I look at the meat around me. Do they have dreams as well, or have those been extinguished by damp circumstance and necessity? What possesses them to be packed like cattle into trains, to work until they can barely stand? Just to pay off the mortgage on a place where they can drop their weary bones every night? I look at the expressionless faces, the vacant look in the eyes. Each day inertia alone manages to carry them through. Were they ever motivated by dreams, inspired by love? Were they once animals in the sack, passionately thrashing about, lusting for life itself? Or, have they always been pathetic shells of men feigning impotence if only to have an extra half hour of blessed sleep? God help them. And God help me.
There isn't a single light on in the condominium when I enter the front door. Not a s
ound, save the sickly hum of the second-hand refrigerator, to be heard either. Friday evening, alone with nothing in particular to do. Again. I've come to hate the weekends, hate how they remind me how little there is to look forward to after working all week. I couldn't have been born to live this way.
I plop down on the woolly carpet in the living room. In the absence of the static work provided, my thoughts tune into Mie. As surely as the tide returns, my thoughts return to her. Where she is? What she’s doing? Who’s she with? Is she thinking about me, wondering these very same things, or is her mind elsewhere? Is there still a pulse to be found in the relationship we once had? Or am I wasting my time waiting for her to discover it, waiting for her to come back? Can the love we had be resuscitated, or is it as hopeless as a naked cadaver lying on a cold stainless steel shelf? It tortures me to think that she may have moved on, that I may have been forgotten when the pain in my heart is still so fresh.

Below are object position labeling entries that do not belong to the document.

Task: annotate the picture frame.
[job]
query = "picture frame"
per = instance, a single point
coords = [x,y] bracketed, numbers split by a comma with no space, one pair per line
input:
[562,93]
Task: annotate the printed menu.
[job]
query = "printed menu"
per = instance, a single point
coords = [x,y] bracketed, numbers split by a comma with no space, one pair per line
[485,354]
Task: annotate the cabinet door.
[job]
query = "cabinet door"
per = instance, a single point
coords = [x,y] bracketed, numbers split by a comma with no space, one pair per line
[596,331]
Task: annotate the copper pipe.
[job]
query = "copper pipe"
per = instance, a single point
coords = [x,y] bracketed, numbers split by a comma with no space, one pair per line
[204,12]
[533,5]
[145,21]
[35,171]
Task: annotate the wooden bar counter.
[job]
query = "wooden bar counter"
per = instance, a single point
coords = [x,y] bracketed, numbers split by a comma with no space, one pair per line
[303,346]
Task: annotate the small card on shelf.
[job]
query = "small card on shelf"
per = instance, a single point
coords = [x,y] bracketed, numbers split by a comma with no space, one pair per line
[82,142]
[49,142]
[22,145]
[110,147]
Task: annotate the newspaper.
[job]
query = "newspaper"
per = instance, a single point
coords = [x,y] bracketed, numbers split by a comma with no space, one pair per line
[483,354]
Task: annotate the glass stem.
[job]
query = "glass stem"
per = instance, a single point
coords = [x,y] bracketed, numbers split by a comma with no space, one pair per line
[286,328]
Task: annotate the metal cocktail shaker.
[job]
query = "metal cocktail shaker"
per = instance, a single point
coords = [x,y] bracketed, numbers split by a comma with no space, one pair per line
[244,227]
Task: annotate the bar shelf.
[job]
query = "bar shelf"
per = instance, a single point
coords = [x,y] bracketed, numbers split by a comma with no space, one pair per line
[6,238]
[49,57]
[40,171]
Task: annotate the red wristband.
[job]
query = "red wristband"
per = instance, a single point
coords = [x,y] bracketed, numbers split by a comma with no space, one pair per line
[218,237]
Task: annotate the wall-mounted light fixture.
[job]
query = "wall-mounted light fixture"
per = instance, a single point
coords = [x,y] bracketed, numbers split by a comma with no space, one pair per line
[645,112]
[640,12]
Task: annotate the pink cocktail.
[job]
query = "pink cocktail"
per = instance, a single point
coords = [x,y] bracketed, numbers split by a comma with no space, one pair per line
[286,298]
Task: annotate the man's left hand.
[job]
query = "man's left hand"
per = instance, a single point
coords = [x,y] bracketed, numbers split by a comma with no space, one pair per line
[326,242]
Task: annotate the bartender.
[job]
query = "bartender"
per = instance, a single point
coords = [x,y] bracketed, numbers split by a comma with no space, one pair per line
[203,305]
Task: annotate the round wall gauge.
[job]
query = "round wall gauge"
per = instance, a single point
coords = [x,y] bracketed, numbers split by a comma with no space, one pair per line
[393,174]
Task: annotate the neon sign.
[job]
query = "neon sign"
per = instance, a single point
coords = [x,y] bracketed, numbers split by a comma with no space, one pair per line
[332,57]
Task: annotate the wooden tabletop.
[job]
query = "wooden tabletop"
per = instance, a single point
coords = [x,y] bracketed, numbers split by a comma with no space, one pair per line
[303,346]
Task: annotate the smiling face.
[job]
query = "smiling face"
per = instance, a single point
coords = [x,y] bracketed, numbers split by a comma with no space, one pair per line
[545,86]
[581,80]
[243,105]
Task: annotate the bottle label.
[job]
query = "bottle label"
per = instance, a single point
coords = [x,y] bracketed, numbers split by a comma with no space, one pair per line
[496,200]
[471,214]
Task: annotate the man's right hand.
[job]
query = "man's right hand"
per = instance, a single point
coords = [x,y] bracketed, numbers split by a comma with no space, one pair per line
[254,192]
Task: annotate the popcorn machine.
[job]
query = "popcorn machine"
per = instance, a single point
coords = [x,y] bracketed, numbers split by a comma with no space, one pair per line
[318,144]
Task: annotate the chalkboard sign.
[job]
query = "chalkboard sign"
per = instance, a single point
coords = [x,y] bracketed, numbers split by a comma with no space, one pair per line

What the hell am I still in Japan for? If only I could take my deposit back, erase my name and inkan from the apartment contract, and go back to the States. Coming to this country derailed me, and every day that passes is another day further off course.
I consider calling Aya, having her sneak out of her home to spend the night with me, to have her distract me with those glorious breasts of hers. But the way I'm feeling tonight, I doubt I'd find much consolation in screwing a high school girl. As surely as she would oblige me, I know the morning would greet me more depressed than ever, bitter that it weren't someone I loved lying next to me.